Mit dem Anbruch des Tages aber schwand jede Spur von Furcht. Kittig ließ wieder die fürchterlichsten Flüche hören als er sah, wie schwer sein Boot beschädigt war, und Bolten schien sich an den gottlosen Ausdrücken seines Schwagers nicht wenig zu ergötzen. Auch die übrigen Gefährten versuchten jede Erinnerung an ihre feigherzigen Gebete auslöschen zu wollen. Weil sie sich jetzt ihrer Furcht schämten, sprachen sie fleißiger denn je der Flasche zu und wetteiferten untereinander, durch gottloses Geschwätz ihren Mut an den Tag zu legen. Sie steuerten das Fahrzeug in die kleine Bucht zurück, um von dort aus mit der ganzen Flotte wieder in See zu stechen. Peter musste wachen, während die Männer ihren Rausch ausschliefen.

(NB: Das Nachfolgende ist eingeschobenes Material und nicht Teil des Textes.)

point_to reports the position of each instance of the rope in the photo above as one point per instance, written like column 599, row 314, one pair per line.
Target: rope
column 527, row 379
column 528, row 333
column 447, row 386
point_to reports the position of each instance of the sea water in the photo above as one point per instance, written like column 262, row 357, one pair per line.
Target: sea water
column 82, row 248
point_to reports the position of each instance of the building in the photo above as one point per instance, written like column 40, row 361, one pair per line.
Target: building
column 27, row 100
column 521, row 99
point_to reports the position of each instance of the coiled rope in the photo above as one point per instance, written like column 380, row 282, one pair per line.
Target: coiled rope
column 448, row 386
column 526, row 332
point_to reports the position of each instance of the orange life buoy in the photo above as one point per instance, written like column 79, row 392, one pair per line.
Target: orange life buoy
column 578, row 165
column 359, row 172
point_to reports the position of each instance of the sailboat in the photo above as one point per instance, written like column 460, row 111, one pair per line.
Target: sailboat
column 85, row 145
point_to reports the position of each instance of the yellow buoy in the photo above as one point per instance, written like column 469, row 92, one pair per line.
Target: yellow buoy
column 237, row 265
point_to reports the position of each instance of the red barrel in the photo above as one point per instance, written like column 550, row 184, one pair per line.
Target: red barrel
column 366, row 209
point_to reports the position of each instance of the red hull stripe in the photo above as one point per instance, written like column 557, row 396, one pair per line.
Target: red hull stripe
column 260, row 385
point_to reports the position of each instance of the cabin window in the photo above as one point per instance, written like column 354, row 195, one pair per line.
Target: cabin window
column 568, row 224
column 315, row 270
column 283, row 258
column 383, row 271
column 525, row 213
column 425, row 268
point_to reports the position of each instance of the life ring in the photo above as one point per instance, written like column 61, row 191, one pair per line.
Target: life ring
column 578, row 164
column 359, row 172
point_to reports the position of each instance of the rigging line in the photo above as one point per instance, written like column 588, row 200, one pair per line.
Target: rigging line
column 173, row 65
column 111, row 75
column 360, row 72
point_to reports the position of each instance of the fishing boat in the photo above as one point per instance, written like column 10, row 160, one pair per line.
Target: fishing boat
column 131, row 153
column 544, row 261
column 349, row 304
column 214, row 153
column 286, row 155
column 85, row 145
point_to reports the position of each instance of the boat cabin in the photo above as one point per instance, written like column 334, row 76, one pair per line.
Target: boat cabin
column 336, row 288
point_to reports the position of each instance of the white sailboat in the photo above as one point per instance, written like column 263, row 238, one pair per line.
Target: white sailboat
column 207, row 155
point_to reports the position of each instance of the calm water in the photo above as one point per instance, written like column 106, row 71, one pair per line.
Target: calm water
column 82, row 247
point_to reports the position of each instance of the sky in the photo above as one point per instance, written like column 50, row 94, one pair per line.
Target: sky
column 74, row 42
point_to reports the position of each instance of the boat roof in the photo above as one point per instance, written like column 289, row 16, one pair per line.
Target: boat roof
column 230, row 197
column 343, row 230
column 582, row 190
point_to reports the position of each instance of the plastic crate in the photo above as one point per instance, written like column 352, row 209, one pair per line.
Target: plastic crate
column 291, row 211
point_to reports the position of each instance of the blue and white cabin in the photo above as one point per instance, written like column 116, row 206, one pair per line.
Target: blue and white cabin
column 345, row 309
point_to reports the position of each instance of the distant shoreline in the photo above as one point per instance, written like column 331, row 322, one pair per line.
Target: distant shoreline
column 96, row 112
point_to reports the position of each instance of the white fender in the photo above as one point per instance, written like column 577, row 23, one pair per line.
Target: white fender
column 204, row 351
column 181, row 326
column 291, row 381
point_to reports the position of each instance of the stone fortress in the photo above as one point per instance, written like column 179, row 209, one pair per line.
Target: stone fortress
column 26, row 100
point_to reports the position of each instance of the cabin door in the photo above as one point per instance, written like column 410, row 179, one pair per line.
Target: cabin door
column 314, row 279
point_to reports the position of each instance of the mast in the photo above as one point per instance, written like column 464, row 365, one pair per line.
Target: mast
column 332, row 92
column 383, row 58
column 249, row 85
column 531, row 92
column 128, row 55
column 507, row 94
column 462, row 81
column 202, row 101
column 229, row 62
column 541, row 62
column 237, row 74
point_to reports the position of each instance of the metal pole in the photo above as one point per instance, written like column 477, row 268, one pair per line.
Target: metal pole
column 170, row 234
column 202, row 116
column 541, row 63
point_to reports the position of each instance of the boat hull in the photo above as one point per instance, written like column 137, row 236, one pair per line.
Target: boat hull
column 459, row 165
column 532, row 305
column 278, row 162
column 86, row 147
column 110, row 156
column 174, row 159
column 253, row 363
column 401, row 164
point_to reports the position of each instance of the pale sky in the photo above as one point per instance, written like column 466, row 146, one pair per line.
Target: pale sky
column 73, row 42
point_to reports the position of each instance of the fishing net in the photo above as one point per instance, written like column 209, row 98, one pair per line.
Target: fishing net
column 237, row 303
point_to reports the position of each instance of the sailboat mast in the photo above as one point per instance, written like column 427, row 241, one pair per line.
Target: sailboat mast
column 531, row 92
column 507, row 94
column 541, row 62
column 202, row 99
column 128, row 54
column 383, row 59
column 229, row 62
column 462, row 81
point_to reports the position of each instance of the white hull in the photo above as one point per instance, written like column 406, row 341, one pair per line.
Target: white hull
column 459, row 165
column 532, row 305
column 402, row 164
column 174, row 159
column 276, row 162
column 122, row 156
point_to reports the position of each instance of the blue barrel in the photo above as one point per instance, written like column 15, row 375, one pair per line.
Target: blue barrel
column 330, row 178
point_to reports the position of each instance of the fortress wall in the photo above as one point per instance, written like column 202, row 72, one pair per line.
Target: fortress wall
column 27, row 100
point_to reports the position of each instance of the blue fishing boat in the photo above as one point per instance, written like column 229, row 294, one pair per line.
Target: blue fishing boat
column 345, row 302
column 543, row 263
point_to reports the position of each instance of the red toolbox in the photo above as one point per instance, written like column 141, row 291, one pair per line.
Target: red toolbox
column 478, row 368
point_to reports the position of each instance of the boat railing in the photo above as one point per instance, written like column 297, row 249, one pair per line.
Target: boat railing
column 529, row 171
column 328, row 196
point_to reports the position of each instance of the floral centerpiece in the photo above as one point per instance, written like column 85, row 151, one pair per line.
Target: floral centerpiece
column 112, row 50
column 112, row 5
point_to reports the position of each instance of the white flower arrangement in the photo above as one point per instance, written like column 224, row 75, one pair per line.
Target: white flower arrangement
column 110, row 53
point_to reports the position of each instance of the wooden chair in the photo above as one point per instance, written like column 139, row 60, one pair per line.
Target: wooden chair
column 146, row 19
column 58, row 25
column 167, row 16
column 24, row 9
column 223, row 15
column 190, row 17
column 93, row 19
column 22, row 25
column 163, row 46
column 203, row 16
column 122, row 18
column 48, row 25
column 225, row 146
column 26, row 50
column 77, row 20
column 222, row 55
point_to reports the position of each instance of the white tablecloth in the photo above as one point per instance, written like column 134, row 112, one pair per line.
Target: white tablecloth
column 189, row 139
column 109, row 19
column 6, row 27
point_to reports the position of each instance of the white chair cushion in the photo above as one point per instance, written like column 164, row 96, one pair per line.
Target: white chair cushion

Während der ganzen folgenden Woche kam kein Trost, kein Hoffnungsstrahl in das Herz des unglücklichen Knaben. Starre Verzweiflung hatte ihn erfasst und sein Gewissen warf ihm vor, dass selbst der schreckliche Sturm nicht vermochte, ihn zum Beten zu bewegen, während doch selbst die harten Gemüter der Fischer erschüttert worden seien. Das war ihm jedenfalls das sicherste Zeichen, dass Gott ihn gänzlich preisgab, nachdem er sich von ihm losgesagt hatte. Mit niedergeschlagenem Herzen verrichtete er seine Arbeit, sein Blick war düster und trübe. Sowohl die Peitsche seines Stiefvaters als auch die Spöttereien Boltens waren höchst gleichgültige Dinge für ihn. Er ertrug alles mit ununterbrochenem Schweigen. Selbst der Gedanke, dass er, gleich diesen seinen Peinigern demselben traurigen Ende entgegengehe, war ihm nicht mehr schrecklich. Mit einem Wort, er schien für alles tot zu sein, nichts konnte ihn mehr berühren oder betrüben. Sein Herz blieb in allen Vorkommnissen kalt und steinhart. So arbeitete er die ganze Woche hindurch unter den Misshandlungen seines unmenschlichen Stiefvaters, ohne dass ein Lichtstrahl von oben in seine arme, umnachtete Seele gefallen wäre.